Hello!
I am a master student and my teacher shared your work to me for learning sc-rnaseq analysis in certain brain regions that we are interested in. So I want to find the data in certain brain regions for qc, clustering, feature analysis…
I found these two websites with 10x sequencing data: Getting started — Allen Brain Cell Atlas - Data Access
GEO Accession viewer
I want to know which one should be selected for my research?
And I found that in the first website there are two types data, namely raw and log2, what’s the difference between them? If I use the “log2” data, how do I continue my analysis(without qc and normalization)
Thank you for your interest in our work. The data at : Getting started — Allen Brain Cell Atlas - Data Access 5 is the final processed dataset after many rounds of QC. It can be used to apply different post QC analysis.

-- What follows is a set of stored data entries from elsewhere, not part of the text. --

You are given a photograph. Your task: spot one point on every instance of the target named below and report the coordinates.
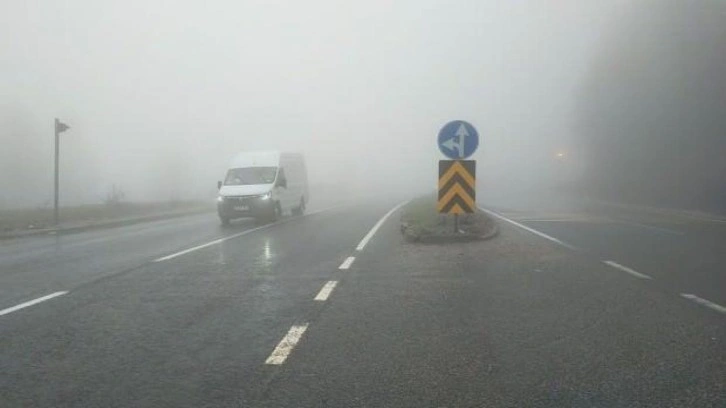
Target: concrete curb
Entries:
(100, 225)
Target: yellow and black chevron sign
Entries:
(457, 186)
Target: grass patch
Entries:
(40, 218)
(421, 221)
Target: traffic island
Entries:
(422, 223)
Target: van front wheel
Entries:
(300, 209)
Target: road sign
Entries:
(457, 186)
(458, 140)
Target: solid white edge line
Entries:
(326, 291)
(528, 229)
(378, 225)
(627, 270)
(31, 303)
(704, 302)
(220, 240)
(347, 263)
(286, 345)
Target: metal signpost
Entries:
(457, 177)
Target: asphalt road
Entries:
(334, 309)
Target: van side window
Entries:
(281, 179)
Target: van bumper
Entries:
(241, 207)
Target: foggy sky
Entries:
(160, 94)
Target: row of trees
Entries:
(652, 109)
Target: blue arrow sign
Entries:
(458, 140)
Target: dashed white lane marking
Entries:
(375, 228)
(219, 241)
(627, 270)
(528, 229)
(347, 263)
(325, 291)
(31, 303)
(704, 302)
(286, 345)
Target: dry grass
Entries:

GEO Accession viewer contains the raw sequencing data. If you want to learn preprocessing steps, including sequence alignment, gene quantification and QC, you can start with this dataset.
For the first dataset, the raw count matrix corresponds to the raw counts per gene per cell. Log2 matrix refers to the values after log normalization (first normalize by computing CPM, counts-per-million, then take log2(CPM+1)). The log normalized data is usually used for dimension reduction, visualization etc, but many tools such as Seurat, scanpy prefers raw counts, and apply its own normalization.